Furthermore analyze threshold depends upon inserts+updates. I think it should also depends upon deletes for obvious reasons.

Can you clear this up a little? I'd like to tweak these settings but can't without being better aquainted with the calculation.

What did you expected in above example? It is not difficult to tweak pg_autovacuum calculations. For testing we can play around.

Also, you may want to reverse your default ratio for Vacuum/analyze frequency. True, analyze is a less expensive operation than Vacuum, but it's also needed less often -- only when the *distribution* of data changes. I've seen databases where the optimal vacuum/analyze frequency was every 10 min/once per day.

OK vacuum and analyze thresholds are calculated with same formula as shown above but with different parameters as follows.
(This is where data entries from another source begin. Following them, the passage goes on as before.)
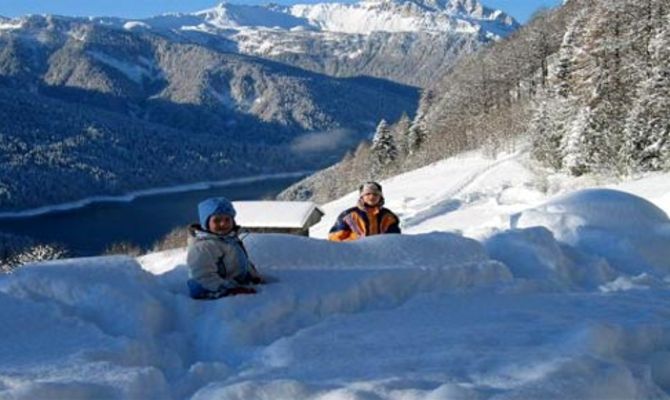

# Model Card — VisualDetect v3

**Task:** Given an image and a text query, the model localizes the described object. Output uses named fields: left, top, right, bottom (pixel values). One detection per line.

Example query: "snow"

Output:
left=131, top=0, right=516, bottom=44
left=285, top=1, right=499, bottom=35
left=123, top=20, right=150, bottom=30
left=289, top=3, right=425, bottom=34
left=0, top=19, right=23, bottom=31
left=2, top=149, right=670, bottom=398
left=87, top=50, right=156, bottom=84
left=195, top=3, right=310, bottom=31
left=234, top=201, right=323, bottom=229
left=512, top=189, right=670, bottom=277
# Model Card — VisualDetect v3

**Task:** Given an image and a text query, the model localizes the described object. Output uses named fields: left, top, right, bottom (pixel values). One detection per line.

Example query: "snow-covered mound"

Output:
left=2, top=150, right=670, bottom=399
left=484, top=226, right=617, bottom=290
left=512, top=188, right=670, bottom=276
left=514, top=188, right=669, bottom=232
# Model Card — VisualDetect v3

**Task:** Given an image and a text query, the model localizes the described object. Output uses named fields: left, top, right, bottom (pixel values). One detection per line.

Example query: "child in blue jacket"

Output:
left=186, top=197, right=263, bottom=299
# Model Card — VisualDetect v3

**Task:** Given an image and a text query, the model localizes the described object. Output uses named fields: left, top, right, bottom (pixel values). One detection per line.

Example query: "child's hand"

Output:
left=226, top=286, right=257, bottom=296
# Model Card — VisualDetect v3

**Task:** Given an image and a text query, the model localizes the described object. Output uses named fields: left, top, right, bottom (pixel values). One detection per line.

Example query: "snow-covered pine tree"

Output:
left=407, top=90, right=434, bottom=155
left=561, top=106, right=591, bottom=176
left=530, top=96, right=563, bottom=169
left=622, top=9, right=670, bottom=172
left=371, top=119, right=398, bottom=169
left=531, top=13, right=583, bottom=171
left=393, top=112, right=412, bottom=158
left=407, top=118, right=427, bottom=156
left=553, top=9, right=584, bottom=99
left=574, top=1, right=638, bottom=173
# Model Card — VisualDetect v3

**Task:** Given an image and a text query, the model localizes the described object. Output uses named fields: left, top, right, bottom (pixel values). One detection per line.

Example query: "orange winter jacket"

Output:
left=328, top=205, right=401, bottom=241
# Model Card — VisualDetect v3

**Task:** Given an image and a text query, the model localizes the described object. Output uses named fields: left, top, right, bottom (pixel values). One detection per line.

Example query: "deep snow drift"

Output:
left=1, top=150, right=670, bottom=399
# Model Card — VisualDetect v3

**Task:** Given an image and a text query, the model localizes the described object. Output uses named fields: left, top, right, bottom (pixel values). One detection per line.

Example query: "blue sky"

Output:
left=0, top=0, right=562, bottom=24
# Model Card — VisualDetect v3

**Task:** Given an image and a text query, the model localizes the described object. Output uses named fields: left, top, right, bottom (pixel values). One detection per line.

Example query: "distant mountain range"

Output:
left=0, top=0, right=518, bottom=211
left=1, top=0, right=518, bottom=87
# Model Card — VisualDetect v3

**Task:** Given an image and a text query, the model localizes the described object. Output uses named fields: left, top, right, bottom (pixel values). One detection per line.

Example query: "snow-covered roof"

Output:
left=233, top=201, right=324, bottom=229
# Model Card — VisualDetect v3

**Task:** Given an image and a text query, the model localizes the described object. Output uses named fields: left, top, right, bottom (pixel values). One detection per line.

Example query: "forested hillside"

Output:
left=530, top=0, right=669, bottom=175
left=0, top=88, right=299, bottom=210
left=0, top=17, right=419, bottom=211
left=281, top=0, right=669, bottom=203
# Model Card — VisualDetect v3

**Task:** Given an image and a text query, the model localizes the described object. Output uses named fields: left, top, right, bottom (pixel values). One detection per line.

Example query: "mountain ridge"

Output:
left=1, top=0, right=519, bottom=87
left=188, top=0, right=517, bottom=34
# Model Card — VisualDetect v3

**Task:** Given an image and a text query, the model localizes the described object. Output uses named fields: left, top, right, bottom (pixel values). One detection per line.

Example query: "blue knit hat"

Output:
left=198, top=197, right=236, bottom=228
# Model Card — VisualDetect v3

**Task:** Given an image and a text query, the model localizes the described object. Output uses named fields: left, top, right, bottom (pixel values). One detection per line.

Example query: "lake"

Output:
left=0, top=175, right=304, bottom=256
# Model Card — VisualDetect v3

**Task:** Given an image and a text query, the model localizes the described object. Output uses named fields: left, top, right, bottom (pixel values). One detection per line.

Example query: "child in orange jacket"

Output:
left=328, top=181, right=401, bottom=242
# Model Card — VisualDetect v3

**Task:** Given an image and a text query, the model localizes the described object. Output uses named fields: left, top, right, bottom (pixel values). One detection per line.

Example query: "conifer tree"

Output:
left=571, top=1, right=636, bottom=173
left=407, top=90, right=433, bottom=155
left=561, top=107, right=591, bottom=176
left=531, top=13, right=583, bottom=171
left=371, top=119, right=398, bottom=169
left=407, top=117, right=427, bottom=156
left=530, top=97, right=562, bottom=169
left=394, top=112, right=412, bottom=158
left=622, top=11, right=670, bottom=172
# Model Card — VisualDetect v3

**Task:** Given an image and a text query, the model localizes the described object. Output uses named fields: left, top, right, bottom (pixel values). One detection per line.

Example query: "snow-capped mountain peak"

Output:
left=193, top=2, right=310, bottom=30
left=186, top=0, right=518, bottom=35
left=360, top=0, right=480, bottom=13
left=119, top=0, right=519, bottom=86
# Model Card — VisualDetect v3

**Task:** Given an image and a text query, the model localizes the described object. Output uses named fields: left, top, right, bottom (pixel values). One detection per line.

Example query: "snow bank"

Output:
left=1, top=234, right=511, bottom=399
left=511, top=189, right=670, bottom=277
left=484, top=226, right=616, bottom=291
left=243, top=232, right=492, bottom=270
left=0, top=257, right=178, bottom=399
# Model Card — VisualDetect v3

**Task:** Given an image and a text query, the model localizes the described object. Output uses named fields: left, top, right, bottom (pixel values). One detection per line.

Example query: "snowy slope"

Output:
left=1, top=149, right=670, bottom=399
left=311, top=150, right=670, bottom=238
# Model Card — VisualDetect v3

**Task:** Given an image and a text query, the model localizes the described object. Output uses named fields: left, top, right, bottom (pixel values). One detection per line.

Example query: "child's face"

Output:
left=208, top=214, right=235, bottom=235
left=362, top=192, right=381, bottom=207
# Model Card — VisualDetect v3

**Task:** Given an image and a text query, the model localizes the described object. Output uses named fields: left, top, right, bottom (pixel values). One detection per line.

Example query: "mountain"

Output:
left=116, top=0, right=519, bottom=87
left=0, top=15, right=419, bottom=135
left=187, top=0, right=516, bottom=35
left=0, top=15, right=418, bottom=211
vacthresh = vacbase + vacscale*ntuples
anathresh = anabase + anascale*ntuples

What you are asking for is

vacthresh = vacbase*vacscale
anathresh = anabase + anascale*ntuples

Would that tilt the favour the way you want? i.e. an analyze is triggered when a fixed *percentage* of table changes but a vacuum is triggered when a fixed *number of rows* are changed.

I am all for experimentation. If you have real life data to play with, I can give you some patches to play around.

And BTW, this is all brain child of Mathew O.Connor(Correct? I am not good at either names or spellings). The way I wrote pgavd originally, each table got to get separate threshold..:-). That was rather a brute force approach.